First Lasing of a Free Electron Laser in the Soft X-Ray Spectral Range with Echo Enabled Harmonic Generation

7

E. Allaria, A. Abrami, L. Badano, M. Bossi, N. Bruchon, F. Capotondi, D. Castronovo, M. Cautero, P. Cinquegrana, M. Coreno, I. Cudin, M.B. Danailov, G. De Ninno, A.A. Demidovich, S. Di Mitri, B. Diviacco, W.M. Fawley, M. Ferianis, L. Foglia, G. Gaio, F. Giacuzzo, L. Giannessi, S. Grulja, F. Iazzourene, G. Kurdi, M. Lonza, N. Mahne, M. Malvestuto, M. Manfredda, C. Masciovecchio, N.S. Mirian, I. Nikolov, G. Penco, E. Principi, L. Raimondi, P. Rebernik Ribič, R. Sauro, C. Scafuri, P. Sigalotti, S. Spampinati, C. Spezzani, L. Sturari, M. Svandrlik, M. Trovò, M. Veronese, D. Vivoda, M. Zaccaria, D. Zangrando, M. Zangrando
Elettra-Sincrotrone Trieste S.C.p.A., Basovizza, Italy
H.-H. Braun, E. Ferrari, E. Prat, S. Reiche
PSI, Villigen PSI, Switzerland
N. Bruchon
University of Trieste, Trieste, Italy
M. Coreno
CNR-ISM, Trieste, Italy
M.-E. Couprie, A. Ghaith
SOLEIL, Gif-sur-Yvette, France
G. De Ninno
University of Nova Gorica, Nova Gorica, Slovenia
C. Feng
SARI-CAS, Pudong, Shanghai, People’s Republic of China
F. Frassetto, L.P. Poletto
LUXOR, Padova, Italy
D. Garzella
CEA, Gif-sur-Yvette, France
V. Grattoni
DESY, Hamburg, Germany
E. Hemsing
SLAC, Menlo Park, California, USA
P. Miotti
CNR-IFN, Padova, Italy
G. Penn
LBNL, Berkeley, California, USA
M.A. Pop
MAX IV Laboratory, Lund University, Lund, Sweden
E. Roussel
PhLAM/CERCLA, Villeneuve d’Ascq Cedex, France
T. Tanikawa
EuXFEL, Schenefeld, Germany
D. Xiang
Shanghai Jiao Tong University, Shanghai, People’s Republic of China

We report on the successful operation of a Free Electron Laser (FEL) in the Echo Enabled Harmonic Generation (EEHG) scheme at the FERMI facility at Sincrotrone Trieste.

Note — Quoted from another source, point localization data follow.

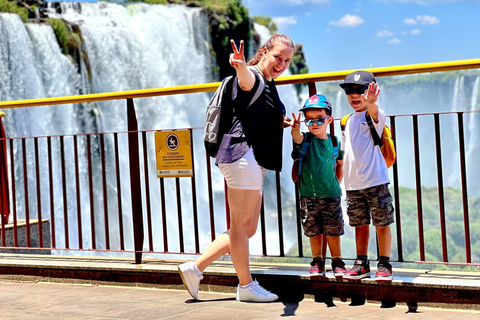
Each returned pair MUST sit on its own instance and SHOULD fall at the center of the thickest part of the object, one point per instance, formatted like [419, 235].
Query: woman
[253, 145]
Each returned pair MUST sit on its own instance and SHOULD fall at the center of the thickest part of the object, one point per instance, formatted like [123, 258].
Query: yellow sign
[174, 154]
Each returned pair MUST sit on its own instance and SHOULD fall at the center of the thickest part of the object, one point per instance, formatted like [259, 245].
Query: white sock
[248, 285]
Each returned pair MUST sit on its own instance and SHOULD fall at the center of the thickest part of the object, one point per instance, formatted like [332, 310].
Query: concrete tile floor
[43, 300]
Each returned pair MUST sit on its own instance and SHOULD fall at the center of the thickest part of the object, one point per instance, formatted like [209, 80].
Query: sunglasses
[318, 121]
[357, 90]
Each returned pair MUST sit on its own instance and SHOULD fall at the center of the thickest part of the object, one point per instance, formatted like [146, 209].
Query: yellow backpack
[387, 147]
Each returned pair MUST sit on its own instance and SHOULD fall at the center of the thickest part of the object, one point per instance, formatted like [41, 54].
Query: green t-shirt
[318, 177]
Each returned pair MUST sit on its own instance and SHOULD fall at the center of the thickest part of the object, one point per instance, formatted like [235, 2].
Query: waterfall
[141, 46]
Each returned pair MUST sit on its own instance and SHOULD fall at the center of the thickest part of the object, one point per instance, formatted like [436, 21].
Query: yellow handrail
[300, 78]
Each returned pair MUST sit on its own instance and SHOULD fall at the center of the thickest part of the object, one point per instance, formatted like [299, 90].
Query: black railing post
[137, 211]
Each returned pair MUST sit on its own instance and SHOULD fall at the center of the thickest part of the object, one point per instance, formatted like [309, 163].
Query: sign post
[174, 154]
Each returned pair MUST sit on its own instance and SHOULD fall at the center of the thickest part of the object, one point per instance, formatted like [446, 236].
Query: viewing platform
[411, 289]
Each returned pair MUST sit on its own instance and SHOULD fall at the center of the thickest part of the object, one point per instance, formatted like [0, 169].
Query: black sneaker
[384, 272]
[338, 268]
[360, 270]
[317, 268]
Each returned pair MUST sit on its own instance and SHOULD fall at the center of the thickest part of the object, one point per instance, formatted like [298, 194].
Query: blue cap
[317, 101]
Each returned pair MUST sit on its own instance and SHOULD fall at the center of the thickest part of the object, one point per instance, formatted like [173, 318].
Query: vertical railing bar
[25, 187]
[4, 198]
[64, 189]
[418, 178]
[279, 212]
[14, 196]
[263, 230]
[4, 206]
[227, 206]
[194, 198]
[441, 198]
[210, 197]
[147, 192]
[397, 195]
[119, 193]
[179, 215]
[39, 194]
[90, 190]
[51, 190]
[463, 171]
[135, 181]
[79, 199]
[299, 223]
[105, 191]
[2, 214]
[164, 215]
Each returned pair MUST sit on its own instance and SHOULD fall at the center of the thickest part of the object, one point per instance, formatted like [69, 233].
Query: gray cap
[358, 78]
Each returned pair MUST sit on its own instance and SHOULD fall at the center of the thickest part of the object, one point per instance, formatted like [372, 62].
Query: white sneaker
[255, 293]
[191, 277]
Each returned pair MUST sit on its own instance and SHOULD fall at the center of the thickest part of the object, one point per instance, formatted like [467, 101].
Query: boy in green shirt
[319, 184]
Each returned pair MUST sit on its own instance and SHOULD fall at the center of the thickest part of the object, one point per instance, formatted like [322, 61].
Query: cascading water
[142, 46]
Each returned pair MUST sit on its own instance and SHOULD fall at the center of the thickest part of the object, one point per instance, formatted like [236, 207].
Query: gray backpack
[219, 115]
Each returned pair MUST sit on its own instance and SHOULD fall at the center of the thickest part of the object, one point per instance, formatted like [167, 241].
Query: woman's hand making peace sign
[237, 58]
[246, 78]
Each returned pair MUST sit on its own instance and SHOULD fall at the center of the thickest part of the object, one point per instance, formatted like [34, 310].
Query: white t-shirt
[363, 162]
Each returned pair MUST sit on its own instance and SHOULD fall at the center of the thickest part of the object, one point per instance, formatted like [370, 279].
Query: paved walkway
[43, 300]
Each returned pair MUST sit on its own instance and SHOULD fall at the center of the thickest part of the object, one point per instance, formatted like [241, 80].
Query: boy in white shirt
[366, 176]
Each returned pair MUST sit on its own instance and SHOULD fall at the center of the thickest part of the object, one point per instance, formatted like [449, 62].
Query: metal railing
[87, 205]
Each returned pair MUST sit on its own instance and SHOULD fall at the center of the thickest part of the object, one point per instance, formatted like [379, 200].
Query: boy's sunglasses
[357, 90]
[319, 121]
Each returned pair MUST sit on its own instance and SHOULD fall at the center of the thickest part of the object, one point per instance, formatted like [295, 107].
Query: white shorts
[245, 173]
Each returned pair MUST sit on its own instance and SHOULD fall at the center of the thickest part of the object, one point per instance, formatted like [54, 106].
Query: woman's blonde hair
[269, 45]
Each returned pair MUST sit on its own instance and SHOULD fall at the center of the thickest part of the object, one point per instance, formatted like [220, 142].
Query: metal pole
[137, 211]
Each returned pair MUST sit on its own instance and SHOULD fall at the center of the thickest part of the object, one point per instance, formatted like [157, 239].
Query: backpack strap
[261, 86]
[376, 139]
[303, 151]
[343, 122]
[334, 145]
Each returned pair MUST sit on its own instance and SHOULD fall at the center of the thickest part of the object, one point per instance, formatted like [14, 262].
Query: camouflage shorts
[370, 203]
[321, 216]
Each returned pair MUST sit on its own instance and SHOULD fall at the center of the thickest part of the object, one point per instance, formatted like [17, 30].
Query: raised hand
[295, 123]
[370, 96]
[237, 58]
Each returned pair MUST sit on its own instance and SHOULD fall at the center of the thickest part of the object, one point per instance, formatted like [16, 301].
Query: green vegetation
[12, 7]
[267, 22]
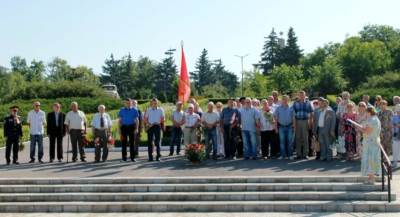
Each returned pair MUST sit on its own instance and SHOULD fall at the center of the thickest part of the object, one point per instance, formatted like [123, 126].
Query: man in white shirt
[101, 129]
[36, 120]
[75, 122]
[210, 120]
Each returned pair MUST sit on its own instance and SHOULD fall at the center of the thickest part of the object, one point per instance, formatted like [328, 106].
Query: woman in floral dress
[371, 130]
[349, 132]
[385, 116]
[360, 119]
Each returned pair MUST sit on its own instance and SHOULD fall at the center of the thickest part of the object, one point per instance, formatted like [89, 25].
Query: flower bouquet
[334, 143]
[86, 140]
[110, 142]
[195, 153]
[21, 147]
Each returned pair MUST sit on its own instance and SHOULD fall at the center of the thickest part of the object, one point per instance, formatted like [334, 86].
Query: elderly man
[154, 119]
[101, 128]
[229, 120]
[277, 101]
[36, 120]
[285, 122]
[56, 132]
[128, 127]
[192, 121]
[366, 100]
[324, 127]
[267, 128]
[304, 115]
[138, 135]
[210, 119]
[12, 134]
[177, 120]
[75, 123]
[250, 119]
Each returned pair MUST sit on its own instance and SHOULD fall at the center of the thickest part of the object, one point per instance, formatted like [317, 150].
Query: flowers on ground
[195, 152]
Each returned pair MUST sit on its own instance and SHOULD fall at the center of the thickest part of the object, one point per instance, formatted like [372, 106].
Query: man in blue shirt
[285, 122]
[230, 119]
[304, 115]
[127, 118]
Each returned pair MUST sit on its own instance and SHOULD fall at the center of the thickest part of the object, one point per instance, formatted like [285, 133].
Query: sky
[86, 32]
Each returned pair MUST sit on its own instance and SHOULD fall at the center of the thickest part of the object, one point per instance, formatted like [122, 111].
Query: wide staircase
[199, 194]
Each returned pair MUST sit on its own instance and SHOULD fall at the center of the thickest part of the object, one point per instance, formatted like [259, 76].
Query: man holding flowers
[101, 129]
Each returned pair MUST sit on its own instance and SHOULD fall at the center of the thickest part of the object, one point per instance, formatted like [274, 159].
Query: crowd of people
[272, 128]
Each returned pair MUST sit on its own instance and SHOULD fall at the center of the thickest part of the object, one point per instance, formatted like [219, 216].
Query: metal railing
[386, 166]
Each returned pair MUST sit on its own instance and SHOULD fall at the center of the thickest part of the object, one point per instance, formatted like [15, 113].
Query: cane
[67, 148]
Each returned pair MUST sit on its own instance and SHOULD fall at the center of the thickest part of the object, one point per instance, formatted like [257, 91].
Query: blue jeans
[285, 137]
[176, 137]
[211, 134]
[39, 139]
[249, 143]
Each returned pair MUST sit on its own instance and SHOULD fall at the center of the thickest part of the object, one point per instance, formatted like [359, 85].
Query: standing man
[101, 128]
[304, 115]
[176, 130]
[191, 123]
[229, 120]
[139, 134]
[75, 122]
[210, 119]
[36, 120]
[285, 122]
[250, 119]
[128, 117]
[56, 132]
[154, 118]
[12, 134]
[324, 127]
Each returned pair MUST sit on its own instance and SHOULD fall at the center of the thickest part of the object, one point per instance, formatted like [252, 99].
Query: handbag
[315, 145]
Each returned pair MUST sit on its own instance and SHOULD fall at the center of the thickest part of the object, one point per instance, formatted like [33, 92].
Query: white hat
[397, 108]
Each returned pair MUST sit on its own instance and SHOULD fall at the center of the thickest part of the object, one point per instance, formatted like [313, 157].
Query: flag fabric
[184, 82]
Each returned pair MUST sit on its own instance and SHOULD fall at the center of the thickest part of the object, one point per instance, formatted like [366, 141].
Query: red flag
[184, 82]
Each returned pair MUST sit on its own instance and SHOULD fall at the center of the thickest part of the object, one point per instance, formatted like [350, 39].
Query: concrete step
[203, 206]
[197, 196]
[187, 180]
[219, 187]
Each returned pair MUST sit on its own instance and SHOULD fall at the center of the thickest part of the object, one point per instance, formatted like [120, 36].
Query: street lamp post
[241, 57]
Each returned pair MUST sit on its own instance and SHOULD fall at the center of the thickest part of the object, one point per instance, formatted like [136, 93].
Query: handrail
[386, 165]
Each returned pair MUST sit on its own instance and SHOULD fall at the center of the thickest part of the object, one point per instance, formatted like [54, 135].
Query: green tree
[362, 60]
[270, 56]
[291, 53]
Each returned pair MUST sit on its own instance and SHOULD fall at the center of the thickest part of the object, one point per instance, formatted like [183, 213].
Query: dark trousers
[103, 140]
[176, 137]
[153, 134]
[77, 142]
[53, 138]
[268, 141]
[15, 147]
[230, 141]
[128, 131]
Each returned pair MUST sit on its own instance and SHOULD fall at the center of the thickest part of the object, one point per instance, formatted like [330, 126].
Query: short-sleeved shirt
[154, 115]
[75, 120]
[227, 113]
[36, 121]
[128, 116]
[303, 109]
[284, 115]
[249, 117]
[210, 117]
[177, 115]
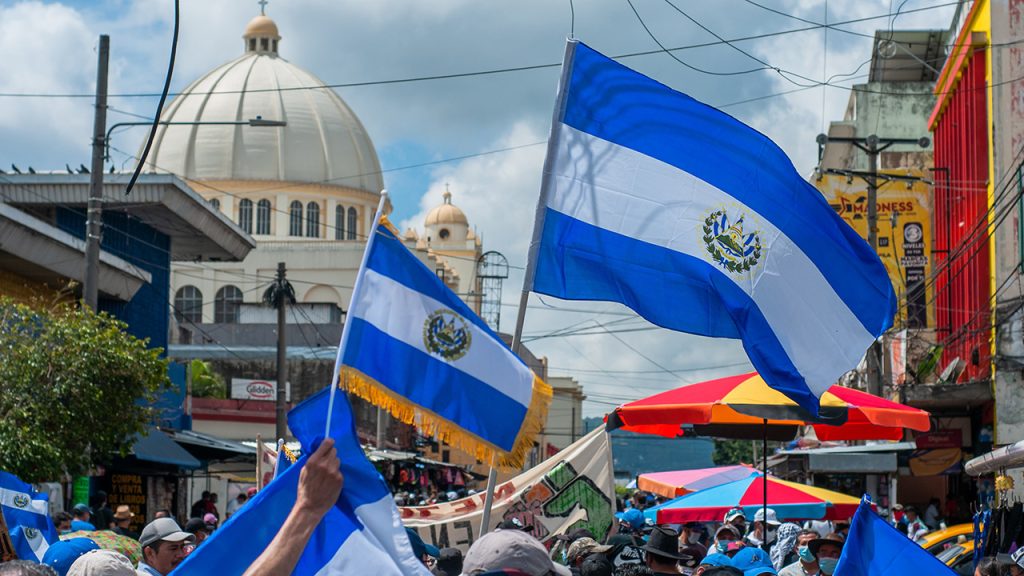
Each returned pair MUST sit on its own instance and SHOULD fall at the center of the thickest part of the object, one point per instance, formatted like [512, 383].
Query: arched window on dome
[339, 222]
[312, 219]
[188, 304]
[246, 215]
[263, 216]
[352, 219]
[295, 218]
[225, 304]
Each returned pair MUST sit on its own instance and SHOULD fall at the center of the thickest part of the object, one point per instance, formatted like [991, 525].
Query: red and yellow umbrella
[788, 499]
[676, 483]
[744, 406]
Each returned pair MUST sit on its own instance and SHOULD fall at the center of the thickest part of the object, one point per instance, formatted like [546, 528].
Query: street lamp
[257, 122]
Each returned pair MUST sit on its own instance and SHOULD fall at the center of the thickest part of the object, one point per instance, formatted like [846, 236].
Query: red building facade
[963, 276]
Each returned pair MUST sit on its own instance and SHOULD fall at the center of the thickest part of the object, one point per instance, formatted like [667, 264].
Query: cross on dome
[261, 34]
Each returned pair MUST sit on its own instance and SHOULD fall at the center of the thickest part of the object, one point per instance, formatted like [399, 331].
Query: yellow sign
[904, 233]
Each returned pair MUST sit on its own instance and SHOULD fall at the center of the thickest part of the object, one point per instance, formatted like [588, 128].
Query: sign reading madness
[904, 233]
[573, 489]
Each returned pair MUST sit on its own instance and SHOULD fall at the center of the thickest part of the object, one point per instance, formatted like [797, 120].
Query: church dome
[446, 213]
[323, 140]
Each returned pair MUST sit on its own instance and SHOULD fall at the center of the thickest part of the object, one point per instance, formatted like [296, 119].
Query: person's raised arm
[320, 485]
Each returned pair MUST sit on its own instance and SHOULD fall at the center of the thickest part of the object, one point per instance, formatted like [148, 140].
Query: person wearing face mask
[736, 518]
[783, 551]
[806, 564]
[764, 531]
[826, 550]
[725, 534]
[690, 534]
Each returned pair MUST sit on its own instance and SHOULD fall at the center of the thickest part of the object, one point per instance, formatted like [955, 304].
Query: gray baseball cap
[510, 548]
[164, 529]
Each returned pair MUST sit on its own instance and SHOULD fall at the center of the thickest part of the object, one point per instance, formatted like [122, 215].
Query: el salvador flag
[416, 348]
[28, 518]
[363, 534]
[876, 548]
[700, 224]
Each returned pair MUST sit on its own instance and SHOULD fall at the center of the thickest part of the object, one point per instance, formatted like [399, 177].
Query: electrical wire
[163, 98]
[475, 73]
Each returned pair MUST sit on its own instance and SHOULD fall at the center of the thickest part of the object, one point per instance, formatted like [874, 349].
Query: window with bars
[263, 216]
[339, 222]
[246, 215]
[312, 219]
[352, 218]
[188, 304]
[295, 218]
[225, 304]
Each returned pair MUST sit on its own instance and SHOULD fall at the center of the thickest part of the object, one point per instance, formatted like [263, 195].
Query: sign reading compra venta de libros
[244, 388]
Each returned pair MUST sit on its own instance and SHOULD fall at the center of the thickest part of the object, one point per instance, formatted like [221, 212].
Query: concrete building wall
[1008, 94]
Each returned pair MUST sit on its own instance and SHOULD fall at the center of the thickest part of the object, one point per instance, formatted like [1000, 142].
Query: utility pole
[279, 295]
[871, 146]
[94, 214]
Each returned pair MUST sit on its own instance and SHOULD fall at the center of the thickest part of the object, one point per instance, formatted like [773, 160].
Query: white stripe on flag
[33, 506]
[400, 313]
[363, 548]
[654, 202]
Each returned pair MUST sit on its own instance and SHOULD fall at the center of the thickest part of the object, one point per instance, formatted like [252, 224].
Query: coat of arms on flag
[414, 347]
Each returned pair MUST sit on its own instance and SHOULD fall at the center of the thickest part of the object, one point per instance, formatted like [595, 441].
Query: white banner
[244, 388]
[572, 489]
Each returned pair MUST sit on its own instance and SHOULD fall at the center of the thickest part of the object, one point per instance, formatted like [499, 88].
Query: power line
[475, 73]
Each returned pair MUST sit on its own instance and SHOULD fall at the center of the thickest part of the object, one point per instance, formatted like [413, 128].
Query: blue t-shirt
[77, 525]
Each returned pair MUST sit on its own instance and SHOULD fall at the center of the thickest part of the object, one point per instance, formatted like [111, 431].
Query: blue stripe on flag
[391, 258]
[619, 105]
[33, 515]
[432, 382]
[229, 550]
[876, 548]
[582, 253]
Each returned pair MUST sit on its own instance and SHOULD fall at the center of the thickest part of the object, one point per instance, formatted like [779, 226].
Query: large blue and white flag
[417, 350]
[700, 224]
[876, 548]
[28, 516]
[361, 534]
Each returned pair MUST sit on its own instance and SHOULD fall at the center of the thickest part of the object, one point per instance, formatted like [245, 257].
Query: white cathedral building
[306, 191]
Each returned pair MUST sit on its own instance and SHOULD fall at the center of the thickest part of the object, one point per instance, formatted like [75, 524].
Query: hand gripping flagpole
[527, 280]
[355, 294]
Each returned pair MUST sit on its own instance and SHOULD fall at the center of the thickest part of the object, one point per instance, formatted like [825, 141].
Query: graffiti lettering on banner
[572, 489]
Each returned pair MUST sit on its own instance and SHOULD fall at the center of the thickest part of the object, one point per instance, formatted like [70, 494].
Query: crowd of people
[732, 546]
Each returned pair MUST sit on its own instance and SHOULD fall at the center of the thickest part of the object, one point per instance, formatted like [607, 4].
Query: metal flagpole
[355, 293]
[527, 279]
[764, 480]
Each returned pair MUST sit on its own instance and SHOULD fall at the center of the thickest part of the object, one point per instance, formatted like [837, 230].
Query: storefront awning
[206, 447]
[159, 448]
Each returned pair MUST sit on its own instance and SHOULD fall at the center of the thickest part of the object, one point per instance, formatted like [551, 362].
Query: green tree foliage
[206, 382]
[75, 388]
[732, 452]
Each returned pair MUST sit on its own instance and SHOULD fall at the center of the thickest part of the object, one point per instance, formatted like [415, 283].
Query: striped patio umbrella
[788, 499]
[677, 483]
[744, 406]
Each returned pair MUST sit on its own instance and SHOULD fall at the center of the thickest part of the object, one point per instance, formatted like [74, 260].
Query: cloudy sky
[492, 124]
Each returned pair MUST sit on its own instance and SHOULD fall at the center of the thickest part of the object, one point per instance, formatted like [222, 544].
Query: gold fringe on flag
[429, 423]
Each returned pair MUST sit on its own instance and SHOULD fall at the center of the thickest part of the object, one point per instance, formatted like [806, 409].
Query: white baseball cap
[772, 519]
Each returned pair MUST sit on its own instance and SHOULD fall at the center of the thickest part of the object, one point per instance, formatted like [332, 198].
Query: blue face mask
[805, 554]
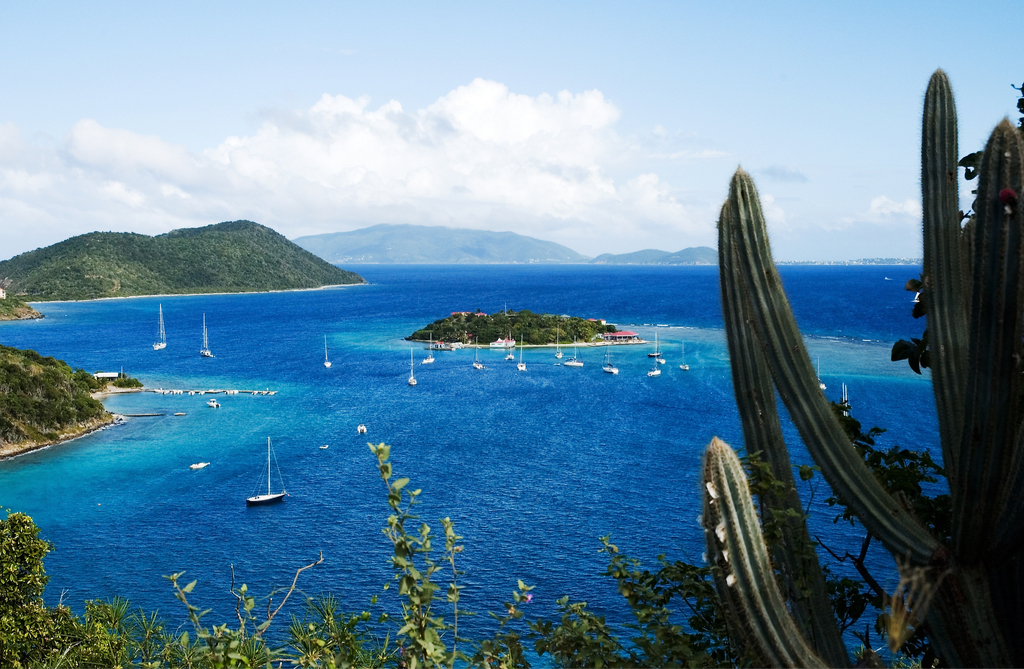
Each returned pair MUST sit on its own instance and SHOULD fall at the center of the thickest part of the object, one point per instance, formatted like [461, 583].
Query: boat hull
[262, 500]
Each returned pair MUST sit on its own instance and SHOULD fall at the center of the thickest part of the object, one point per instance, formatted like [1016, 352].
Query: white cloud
[883, 207]
[478, 157]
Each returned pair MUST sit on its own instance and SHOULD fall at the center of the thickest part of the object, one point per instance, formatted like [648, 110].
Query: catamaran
[574, 361]
[608, 367]
[205, 350]
[269, 498]
[163, 337]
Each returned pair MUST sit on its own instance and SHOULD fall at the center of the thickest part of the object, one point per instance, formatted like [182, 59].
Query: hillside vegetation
[425, 244]
[40, 398]
[230, 257]
[524, 326]
[692, 255]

The experiment required a modification of the FEL-2 undulator line which, in normal operation, uses two stages of high-gain harmonic generation separated by a delay line. In addition to a new seed laser, the dispersion in the delay-line was increased, the second stage modulator changed and a new manipulator installed in the delay-line chicane hosting additional diagnostic components. With this modified setup we have demonstrated the first evidence of strong exponential gain in a free electron laser operated in EEHG mode at wavelengths as short as 5 nm.

Slides MOA02 [5.133 MB]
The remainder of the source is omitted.